Madrid is clashing with Spain's central government over whether to impose tighter COVID-19 lockdown restrictions.

Spain's health ministry on Thursday gave regions two days to implement strict new limits. 

They include limits on social gatherings and shop opening hours and restricts trips in and out of any large cities that have recorded a two-week infection rate of 500 cases per 100,000 residents.

Countrywide, only Madrid and nine of its suburban towns met the criteria as of Thursday.

Madrid's autonomous authority says it will comply with the order from the central government but would simultaneously challenge it in the courts. 

Spain's central government and regional officials in Madrid have been at odds for weeks over how to respond to the pandemic while the spread of the virus in the Spanish capital surged to the highest level in Europe's second wave of infections.

The centre-right Madrid government has resisted the stricter measures in the city of 3.3 million and its suburbs for fears of damaging the economy.
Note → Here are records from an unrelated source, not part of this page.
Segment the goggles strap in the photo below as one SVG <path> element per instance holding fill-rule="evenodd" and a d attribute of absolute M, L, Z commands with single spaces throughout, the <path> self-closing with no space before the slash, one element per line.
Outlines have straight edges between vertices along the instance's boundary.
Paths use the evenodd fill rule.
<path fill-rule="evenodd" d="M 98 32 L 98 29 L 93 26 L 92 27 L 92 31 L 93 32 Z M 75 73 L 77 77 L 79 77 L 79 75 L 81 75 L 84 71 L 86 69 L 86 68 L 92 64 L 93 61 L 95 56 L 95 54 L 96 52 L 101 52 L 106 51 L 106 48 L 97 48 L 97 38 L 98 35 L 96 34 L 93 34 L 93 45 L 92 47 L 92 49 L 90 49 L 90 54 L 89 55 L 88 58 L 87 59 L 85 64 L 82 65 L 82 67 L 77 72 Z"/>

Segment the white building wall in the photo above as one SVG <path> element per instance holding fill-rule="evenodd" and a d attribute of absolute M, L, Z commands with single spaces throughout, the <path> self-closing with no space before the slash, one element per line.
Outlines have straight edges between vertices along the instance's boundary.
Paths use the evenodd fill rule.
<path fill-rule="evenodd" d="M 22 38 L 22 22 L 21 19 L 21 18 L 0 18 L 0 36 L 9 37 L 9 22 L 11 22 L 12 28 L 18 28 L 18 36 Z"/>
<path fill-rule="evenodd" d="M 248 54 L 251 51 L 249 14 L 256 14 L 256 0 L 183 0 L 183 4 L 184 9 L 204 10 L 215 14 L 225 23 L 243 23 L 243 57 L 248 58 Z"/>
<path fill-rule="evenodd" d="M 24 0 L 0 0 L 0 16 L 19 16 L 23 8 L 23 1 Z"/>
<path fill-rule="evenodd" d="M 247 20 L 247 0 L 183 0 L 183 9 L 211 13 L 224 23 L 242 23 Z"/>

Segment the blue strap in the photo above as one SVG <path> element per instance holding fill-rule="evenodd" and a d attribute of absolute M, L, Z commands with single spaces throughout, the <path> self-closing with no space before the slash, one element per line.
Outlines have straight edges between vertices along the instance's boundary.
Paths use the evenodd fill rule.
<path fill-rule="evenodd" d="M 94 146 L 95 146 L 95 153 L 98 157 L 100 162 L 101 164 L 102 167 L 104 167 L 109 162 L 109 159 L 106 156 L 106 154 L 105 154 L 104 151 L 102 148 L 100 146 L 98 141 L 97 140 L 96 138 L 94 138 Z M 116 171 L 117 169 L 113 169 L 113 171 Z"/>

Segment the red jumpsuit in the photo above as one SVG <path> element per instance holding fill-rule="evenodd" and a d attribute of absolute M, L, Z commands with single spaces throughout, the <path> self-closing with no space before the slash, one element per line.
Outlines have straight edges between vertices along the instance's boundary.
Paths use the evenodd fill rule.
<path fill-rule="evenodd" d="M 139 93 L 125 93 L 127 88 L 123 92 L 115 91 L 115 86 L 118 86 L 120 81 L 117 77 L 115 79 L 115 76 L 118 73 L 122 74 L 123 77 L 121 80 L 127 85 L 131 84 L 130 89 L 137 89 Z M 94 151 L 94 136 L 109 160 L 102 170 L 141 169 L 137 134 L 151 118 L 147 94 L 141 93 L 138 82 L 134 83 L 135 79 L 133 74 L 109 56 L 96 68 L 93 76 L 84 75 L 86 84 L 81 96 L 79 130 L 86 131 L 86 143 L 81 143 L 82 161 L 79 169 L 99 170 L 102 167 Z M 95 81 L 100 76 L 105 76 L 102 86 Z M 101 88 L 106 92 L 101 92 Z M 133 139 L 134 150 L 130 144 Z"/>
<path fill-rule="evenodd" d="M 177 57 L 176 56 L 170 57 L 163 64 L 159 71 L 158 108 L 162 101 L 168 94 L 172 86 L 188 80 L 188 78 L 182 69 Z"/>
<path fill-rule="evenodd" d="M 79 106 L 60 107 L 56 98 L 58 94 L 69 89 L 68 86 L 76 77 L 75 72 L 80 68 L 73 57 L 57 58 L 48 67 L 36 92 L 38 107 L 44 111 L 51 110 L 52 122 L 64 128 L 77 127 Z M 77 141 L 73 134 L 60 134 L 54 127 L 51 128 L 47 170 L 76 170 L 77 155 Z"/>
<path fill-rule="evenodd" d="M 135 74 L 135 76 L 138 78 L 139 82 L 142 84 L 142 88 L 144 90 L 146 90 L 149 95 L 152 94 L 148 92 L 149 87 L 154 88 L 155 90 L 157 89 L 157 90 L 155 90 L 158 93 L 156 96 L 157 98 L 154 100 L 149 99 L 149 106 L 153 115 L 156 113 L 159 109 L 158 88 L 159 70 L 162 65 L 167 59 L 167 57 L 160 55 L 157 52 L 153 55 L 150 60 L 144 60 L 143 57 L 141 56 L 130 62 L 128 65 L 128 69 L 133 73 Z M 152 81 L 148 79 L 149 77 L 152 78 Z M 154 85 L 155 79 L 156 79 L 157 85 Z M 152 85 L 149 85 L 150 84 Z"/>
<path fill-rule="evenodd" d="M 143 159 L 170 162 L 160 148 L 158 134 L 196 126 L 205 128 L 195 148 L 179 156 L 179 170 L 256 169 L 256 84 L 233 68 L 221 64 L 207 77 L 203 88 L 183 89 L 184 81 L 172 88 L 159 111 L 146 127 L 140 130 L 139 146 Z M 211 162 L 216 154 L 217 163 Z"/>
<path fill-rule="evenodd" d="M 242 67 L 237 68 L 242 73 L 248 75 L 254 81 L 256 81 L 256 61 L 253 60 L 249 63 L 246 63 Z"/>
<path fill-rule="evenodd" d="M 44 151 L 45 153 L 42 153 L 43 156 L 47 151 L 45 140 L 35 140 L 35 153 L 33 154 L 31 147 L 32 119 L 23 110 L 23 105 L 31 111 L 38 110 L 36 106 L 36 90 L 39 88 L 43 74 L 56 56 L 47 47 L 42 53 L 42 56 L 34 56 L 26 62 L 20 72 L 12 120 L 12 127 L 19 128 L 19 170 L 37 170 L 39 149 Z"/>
Regional chief Isabel Díaz Ayuso also claims that Spain’s national left-wing coalition is targeting Madrid for political reasons and disregarding her efforts to contain the spread of the virus.

“This government is not in rebellion,” she said Thursday, pledging to comply with the national order but adding that she would take it to court “to defend the legitimate interests of the people of Madrid so that the measures conform to the regulations, to the reality, so they are objective and fair.”

Speaking at the regional assembly, Díaz Ayuso said her challenge was to avoid a “return to the queues of hunger and unemployment” that she blamed on the national socialist government.

Salvador Illa, Spain's health minister, said action in Madrid was necessary.

"The situation in Madrid is complex and worrying," he said. "Madrid has according to the new data today: 4,810 new cases. It is the second-highest daily increase since the start of the second wave. The cases in Madrid are 43.7% of the total diagnoses in our country."